In this tutorial you will learn how to build a motion-activated, Surveillance Camera system with the ESP32-CAM. The system will record video whenever motion is detected and saves the video stream in a file on your computer. This project is suitable for surveillance, security, or wildlife monitoring applications.
Required Parts
Below you will find the components required to build the project. You will need an ESP32-CAM and the USB-TTL Shield or the FTDI USB-TTL Adapter for programming the board.
I listed two different types of motion sensors. If you want a small size and a shorter activation interval go with the AM312. But if you want to activate the camera only at night, go with the HC-SR501, since it can easily be equipped with a light sensor. For more details, see the Motion Activated ESP32-CAM tutorial.
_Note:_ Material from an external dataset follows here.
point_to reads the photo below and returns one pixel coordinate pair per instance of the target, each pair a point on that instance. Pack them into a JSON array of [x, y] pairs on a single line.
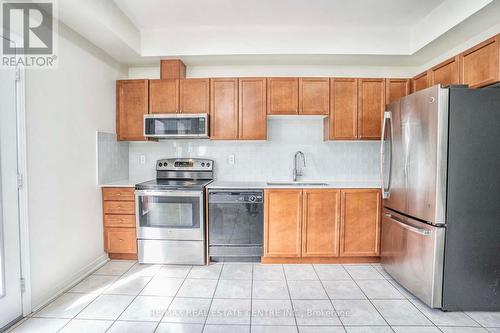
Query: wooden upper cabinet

ESP32-CAM with USB-TTL Shield

FTDI USB-TTL Adapter

Dupont Wire Set

AM312 PIR Motion Sensor

HC-SR501 PIR Motion Sensor

USB Data Cable
Makerguides is a participant in affiliate advertising programs designed to provide a means for sites to earn advertising fees by linking to Amazon, AliExpress, Elecrow, and other sites. As an Affiliate we may earn from qualifying purchases.
System Architecture
In this project we are going to implement a video surveillance system that uses the ESP32-CAM, a motion sensor and a PC to receive and store surveillance videos.
The ESP32-CAM will run a video streaming server that transmits video frames via Wi-Fi, if a PIR sensor connected to the ESP32-CAM detects motion. The video frames will be received by a Python application running on a PC that writes the video data to a file. The picture below illustrates the set up:

Motion Detection Circuit
We start by building the motion detection circuit. This involves connecting the Passive Infrared Sensor (PIR) to the ESP32-CAM. In this example, I will use the AM312 PIR Sensor but connecting the HC-SR501 PIR sensor would be pretty much the same. See the Motion Activated ESP32-CAM tutorial.
Connecting the PIR Sensor to ESP32-CAM
Connecting the AM312 PIR Sensor Module to the ESP32-CAM is easy. Connect a power supply (battery) with 5V (up to 12) to the 5V and GND pin of the ESP32-CAM as shown below (red and blue wires).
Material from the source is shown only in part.